OÍR NOLAJ. CAP 2. SITO, EL PERCHERO

|

En el colegio había ratos buenos y menos buenos. El menos agradable era cuando el maestro sacaba de debajo de su mesa “el remedio”, como él lo llamaba. Consistía en una vara de roble ennegrecida por el paso del tiempo y por el contacto con la parte trasera de los pantalones. Pero desde el primer viaje en tren, las cosas habían cambiado. El remedio era un simple trozo de madera. Y todo gracias al grito contraseña: ¡Oír Nólaj! ¡Oír Nólaj! El grito les hacía fuertes y creer en sí mismos. Oír Nólaj era algo más que el nombre del río pronunciado al revés.
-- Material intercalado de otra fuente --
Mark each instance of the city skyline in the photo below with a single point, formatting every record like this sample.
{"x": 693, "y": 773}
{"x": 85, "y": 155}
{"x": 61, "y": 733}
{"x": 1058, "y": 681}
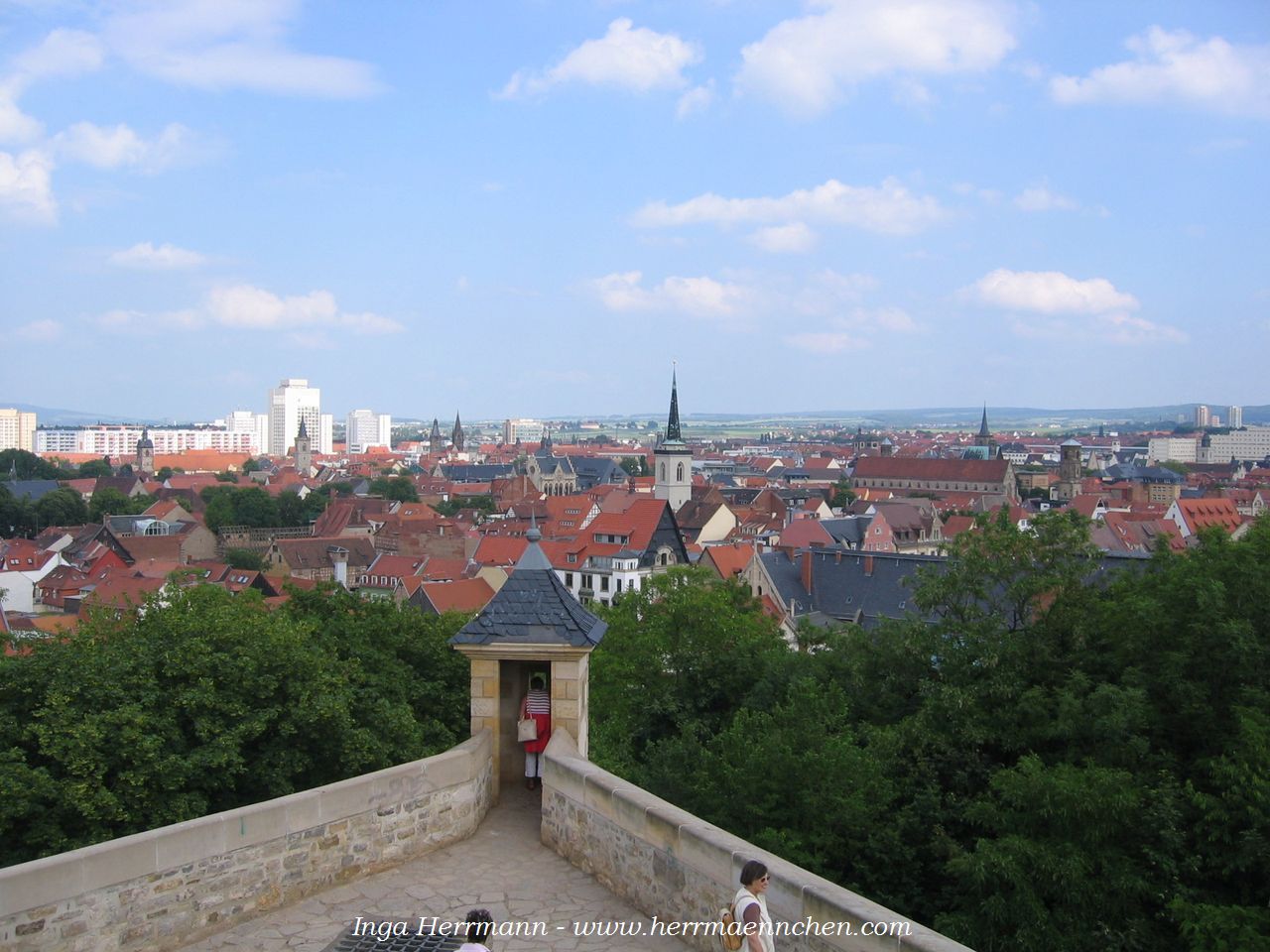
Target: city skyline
{"x": 808, "y": 206}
Lo cierto es que el señor maestro no era tan malo como suponéis. Era justo con todos. Por eso creo que, en el fondo, todos lo querían aunque a veces su “remedio” no fuese bien recibido, especialmente por los que lo probaban más frecuentemente.


Sito era como llamaban a Andresito, uno de los habituales del “remedio”, cara pecosa, pelo arremolinado en la coronilla, y que vivía en la casa de al lado de la ferretería de la plaza. Era un niño muy travieso a quien todos respetaban muchísimo. No porque fuera travieso sino porque tenía doce años y eso sí que era importante. A un niño de doce años se le debía respetar siempre, fuera más o menos listo, más alto o más bajo, guapo o feo. Sito no era muy despabilado en clase, y más bien pequeñito y feotón, pero tenía doce años.
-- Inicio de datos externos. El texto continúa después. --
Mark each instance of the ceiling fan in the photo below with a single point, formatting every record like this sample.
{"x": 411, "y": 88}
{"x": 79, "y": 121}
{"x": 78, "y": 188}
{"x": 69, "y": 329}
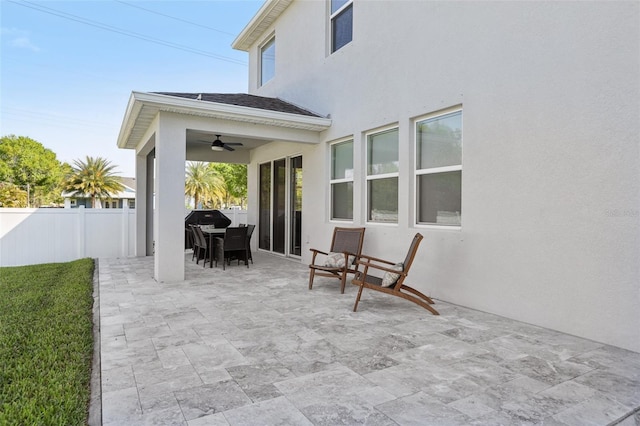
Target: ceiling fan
{"x": 218, "y": 145}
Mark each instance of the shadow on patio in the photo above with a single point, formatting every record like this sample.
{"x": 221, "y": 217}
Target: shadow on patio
{"x": 255, "y": 346}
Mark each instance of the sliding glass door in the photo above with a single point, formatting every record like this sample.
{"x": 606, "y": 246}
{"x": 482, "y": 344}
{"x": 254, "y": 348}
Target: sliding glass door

Los días más fríos del invierno, un niño de los mayores se encargaba de encender la estufa de leña, unos minutos antes de entrar a la escuela. Cuando el encargado era Sito, siempre entraban una hora más tarde a la escuela. Y es que Sito esos días no hacía pis en casa. Utilizaba como improvisado váter la estufa cargada con troncos. La humareda que se organizaba era tal que el maestro terminaba por mandar a todos al patio a jugar un buen rato.


Una mañana, el maestro dejó encargado de abrir el colegio al boticario del pueblo.

- Sito, ve encendiendo la estufa que hoy hace mucho frío –le dijo Rufino, el boticario–. Enseguida vendrá el maestro.

Y ya lo creo que apareció, justo cuando Sito se disponía a regar la madera. El maestro salió del armario, donde se había escondido para pillar con las manos en la masa al provocador de los humos.

- ¡Oír Nólaj! ¡Oír Nólaj! –susurró Cati, con voz lo suficientemente alta para que Azu y Zaino, sus vecinos de pupitre, la escucharan.

Y, efectivamente, la aventura comenzó.

- ¡Andresito, tendrás tu merecido! –dijo muy serio el maestro.


A la hora del recreo todos estaban pendientes del castigo que debería cumplir Sito.

¿Ponerse de rodillas un buen rato?, ¿colocar los maderos en la leñera y ordenar los libros gordos en las estanterías?, ¿limpiar la tarima y los cristales?...


El castigo fue de lo más original: el maestro lo cogió por los brazos y de la capucha del abrigo, y sus pies ya no tocaron el suelo durante el tiempo de recreo. Pero lo peor para Sito estaba por llegar.

El maestro durante el recreo resbaló en un charco helado y a causa del golpe tuvo que visitar al boticario.


Cuando Azu tocó la campanilla para entrar nuevamente a la clase, los alumnos se encontraron con la sorpresa de que el perchero se había convertido en Andresito.


¡El maestro lo había dejado colgado del perchero!

- ¿Dónde está el maestro? –preguntó Sito, todo colorado.

- Se ha caído y lo está curando el boticario –respondió el empollón de la clase.

- Si el recreo ha terminado, mi castigo también.


Intentó bajarse del perchero por todos los medios posibles. Pataleaba, braceaba... No conseguía soltarse. Y cada vez estaba más furioso y colorado. Por fin, pidió ayuda. Entre varios niños de la pandilla de Zaino lo descolgaron.


- Podría haber bajado en cuanto hubiera querido, pero para qué esforzarme… –dijo  todo colorado de vergüenza.

- Sí, sí, claro, Sito... En cuanto hubieras querido bajar... para eso tienes doce años, ¿verdad? –soltó Zaino irónicamente.

- Por supuesto, soy el más mayor, no lo olvidéis nunca.

Pero el más mayor era el maestro, que aparecía en ese momento por la puerta de la escuela con el brazo vendado y diciendo:

- Vamos a hacer un dictado sobre el hielo.

Todos se echaron a reír a carcajadas. Todos, menos Sito, el niño de doce años.